Many financial institutions are considering building an entity master, but the security of the system is debatable. Adding one more silo to the rest, which will mostly fit one business purpose only, does not constitute an ideal solution. Providers such as Avox are also being considered (and wisely so) – but again, the most important thing is being in a position to monitor, centrally update and review the entity data.

Which regulations and compliance requirements are having the biggest impact on this area?

Regulations such as MiFID, the Transparency Directive, Basel III, Anti-Money Laundering (AML) and Know Your Customer (KYC) – are having the greatest impact, both in Europe and the US.

Given there is currently no industry standard legal entity identifier and the US regulator is looking at mandating its introduction as part of the Office of Financial Research, what impact will this likely have on the US market? And the rest of the world?

Regulation in the US and Europe is driving the adoption of a global identifier, the OFR in particular is expediting these developments. Companies such as Avox are also pushing for an industry standard. The issue thus far, however, is that the various standards developed are suitable for domestic, and not international, use. Unless the US regulators come up with a standard legal entity identifier that is accepted internationally, there will be no global adoption, nor will it affect anyone outside the US.

A number of options are on the table for such an identifier – Swift’s BIC, the S&P/Avox Cabre, a version of ISO’s IGI – what is your feeling for which will be selected as the most appropriate option and why?

I think that none of the above is likely to be chosen as the standard. It is most likely that a new standard will be initiated, with resulting complications to already complex systems. Having said that, Avox Cabre seems better positioned, compared to the others. Perhaps the next Basel will aim to establish a global identifier, since this impacts risk reporting.

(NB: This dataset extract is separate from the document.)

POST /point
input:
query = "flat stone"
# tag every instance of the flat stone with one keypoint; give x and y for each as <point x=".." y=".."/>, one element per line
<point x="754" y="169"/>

How have counterparty risk management concerns impacted the underlying data management systems within systemically important financial institutions? What level of maturity is the market at with regards to the management of this data?

These concerns are typical of the wider concern about data quality and governance. Major investments are underway or planned in all the large institutions to deliver state of the art process centric data management solutions. Counterparty data is seen as just another type of data that needs to be supported.

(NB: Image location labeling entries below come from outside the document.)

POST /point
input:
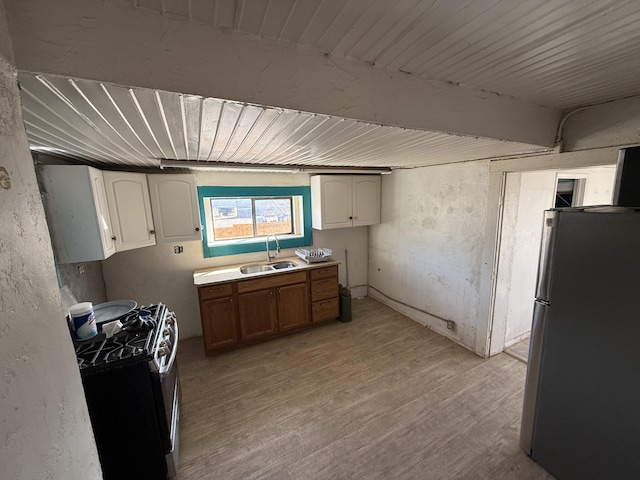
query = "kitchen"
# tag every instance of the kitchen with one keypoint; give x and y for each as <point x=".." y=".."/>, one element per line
<point x="459" y="200"/>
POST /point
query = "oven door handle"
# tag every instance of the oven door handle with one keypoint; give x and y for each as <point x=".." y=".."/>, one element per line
<point x="169" y="364"/>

Are firms largely opting for a centralised approach towards dealing with this data or are the vertical silos across the different parts of an institution persisting?

What we see is that ‘just in case’ large, centralised databases of vendor data are giving way to ‘just in time’ process driven data management. Using this approach, data delivery to the required processes is a key part of the overall data management strategy and only the data required by downstream systems is collected and cleansed.

At the same time, if the challenge is presented to IT, localised warehouses will be created with a so called enterprise-wide function. In practice, however, these are mostly only fit for one business purpose.

Is there a degree of disparity in these practices between the buy side and the sell side? Large and small firms?

The large buy side firms are just behind the sell side, while smaller firms are lagging behind. We also expect to see more disparity between IT led and business cultured organisations.

What trends do you expect to see over 2011 in terms of market practices in this space?

What we expect to see is that firms will increasingly accept that data management should be defined by business process rather than being database led. A process driven approach will enable financial institutions to reduce costs because of the leaner infrastructure and also save time, as the solution will be tailored to their unique data requirements.